“It was October of 2017, I was trying to get out of an apartment complex I was living in, so I was looking on Craigslist to try to find a place to live. Found a house, it was pretty decent,” said John Nyehart, a disabled veteran who lives in Portland.
He got responses back from the supposed landlord and was sent a rental application. The process was rushed and hurried.
“I sent him a legitimate rental application, my Social Security number, driver’s license, I had my military ID as well,” Nyehart said. “Sent him pictures of my ID, which was not smart, but I did anyway. I needed the house.”
Nyehart didn’t completely fall for the scam because the lock box code the scammer gave him was too long. So, he asked neighbors who the real property owner was, and quickly found out it was a con.
But the scammer had enough information to steal Nyehart's identity. They used his name to post fake rentals online all over the country.
"I started getting messages on Facebook, people asking me about houses I had for rent and I’m like, 'I don’t have any houses for rent'," Nyehart said. "They’re nice houses. They’re priced for rent lower than – not by much – but lower than you normally would see."
The scammer gave prospective renters the same sob story in broken English – only over text messages and usually using a variety of different phone numbers for each property. The texts said the following, or something almost verbatim:
“My property is still available for rent, we had to relocate due to my wife condition suffering from cancer which she just have few months to live that why we moved out of the area to be closer to her family. And i’m not looking to come back to the home because i cannot stand the memories when she is gone, this is my reason for leasing out the home as i do not want it to be vacant just as its now, i’m in need of a great tenant who would help take care of this property like their own.”
The scammer refused to speak over the phone, and said he was “at work." The scammer sent potential renters a lease agreement, and sometimes, even a deed of trust, which is an agreement between a lender and borrower to give property to a trustee.
Nyehart said the con artist would sometimes send potential renters lock box codes for the homes, which would sometimes work.
Lastly, the scammer asked people to wire him money through money transfer apps.
"Some people have gone so far as to try to pay for rent for like up to six months.

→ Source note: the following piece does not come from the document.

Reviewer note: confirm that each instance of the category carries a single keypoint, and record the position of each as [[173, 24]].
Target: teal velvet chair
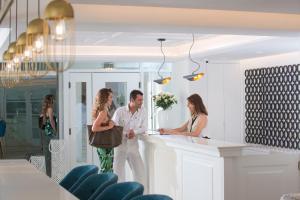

So, I know some people have lost like $6,000, $7,000, $8,000 plus $2,000 for a deposit. This last person who contacted me said she lost $1,000,” Nyehart told KGW. “Once you send him the money, he’s in the wind.”
Prospective renters who lost thousands of dollars in the scam now directly contact Nyehart, whose Facebook inbox is overflowing. Some people sensed a scam was occurring, others were angry at Nyehart, thinking he was responsible for the con.
"I just answer them back [and say], ‘No, don’t send any money, don’t send them any information, he’s a scam, it’s a scam!’” Nyehart said.
He started keeping track of the victims who reach out to him about six months ago.
"I probably have enough to fill a notebook, it’s been that bad,” Nyehart said. “There’s Tacoma, Sacramento, New Mexico, Nevada, Indiana, another California, Florida… Illinois. And this last lady was Arizona. I’ve had Texas, Colorado.”
KGW's Morgan Romero reached out to the scammer. When she confronted him via text message with the real John Nyehart’s story, the scammer told Romero he didn’t know what she was talking about and that she had the wrong number. Then he stopped responding.